De succesvolle test die het bedrijf de afgelopen maanden uitvoerde moest bepalen of het zinvol is om een datacenter onder de zeespiegel te bouwen. Daarbij werd één serverrack gevuld met stikstof en verbonden met het internet in het water gezet op een diepte van 30 feed (ongeveer 9 meter) gedurende honderd dagen.
Dat blijkt nu te werken, wat de deur openzet voor verder onderzoek. Zo moet het de bedoeling zijn om servers vijf jaar lang onder water te houden, waarbij de capsules twintig jaar moeten meegaan.
De redenering achter Project Natic, zoals het experiment heet, is dat de helft van de wereldbevolking nabij een kustlijn woont, wat een datacenter voor de kust interessant kan maken ten opzichte van gigantische datacentra die hun afstand vooral goedmaken met snelle internetverbindingen. Ook zou zo’n onderwater datacenter in 90 dagen operationeel kunnen zijn wat het interessant maakt voor tijdelijke evenementen.

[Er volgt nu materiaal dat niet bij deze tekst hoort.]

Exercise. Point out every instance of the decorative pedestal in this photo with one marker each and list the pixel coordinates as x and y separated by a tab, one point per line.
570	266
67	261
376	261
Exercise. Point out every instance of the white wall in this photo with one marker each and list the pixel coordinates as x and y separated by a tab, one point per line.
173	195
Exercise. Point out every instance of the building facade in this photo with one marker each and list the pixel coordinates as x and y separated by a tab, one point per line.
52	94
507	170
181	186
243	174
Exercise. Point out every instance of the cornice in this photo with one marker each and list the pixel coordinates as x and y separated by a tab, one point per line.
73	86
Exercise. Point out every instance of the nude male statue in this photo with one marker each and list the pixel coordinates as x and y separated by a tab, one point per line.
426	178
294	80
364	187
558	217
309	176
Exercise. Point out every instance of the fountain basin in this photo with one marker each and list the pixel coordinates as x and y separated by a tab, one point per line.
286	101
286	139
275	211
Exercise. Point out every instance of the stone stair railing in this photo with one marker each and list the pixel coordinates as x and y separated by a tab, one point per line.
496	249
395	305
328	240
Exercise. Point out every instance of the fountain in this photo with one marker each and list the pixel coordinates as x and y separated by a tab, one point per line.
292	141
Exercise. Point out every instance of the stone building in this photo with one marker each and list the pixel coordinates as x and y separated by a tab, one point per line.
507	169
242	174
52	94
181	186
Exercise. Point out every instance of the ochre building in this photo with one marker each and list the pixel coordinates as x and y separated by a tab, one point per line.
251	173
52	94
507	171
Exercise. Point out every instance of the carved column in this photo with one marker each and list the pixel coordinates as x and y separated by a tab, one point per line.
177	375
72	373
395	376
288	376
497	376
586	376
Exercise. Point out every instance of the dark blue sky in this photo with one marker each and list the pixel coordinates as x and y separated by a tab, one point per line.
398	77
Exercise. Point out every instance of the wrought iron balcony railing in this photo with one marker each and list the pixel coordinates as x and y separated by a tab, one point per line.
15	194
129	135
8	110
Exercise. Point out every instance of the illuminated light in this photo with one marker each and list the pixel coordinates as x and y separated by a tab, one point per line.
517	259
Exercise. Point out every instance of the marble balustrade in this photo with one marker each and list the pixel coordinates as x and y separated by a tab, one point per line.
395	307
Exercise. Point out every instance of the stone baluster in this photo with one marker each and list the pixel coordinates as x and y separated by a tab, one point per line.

Koeling, of beter gezegd de energie die nodig is om een datacenter te koelen, bepaalt doorgaans hoe duur en efficiënt een datacenter is. Mede daarom wordt bij de bouw vaak gedacht aan Noordelijke gebieden zoals Zweden. Dit datacenter gebruikt geen water voor zijn koeling, maar omdat de capsule onder water ligt, heeft dit wel een impact op de temperaturen wat voor een lager stroomverbruik kan zorgen dan in klassieke datacentra.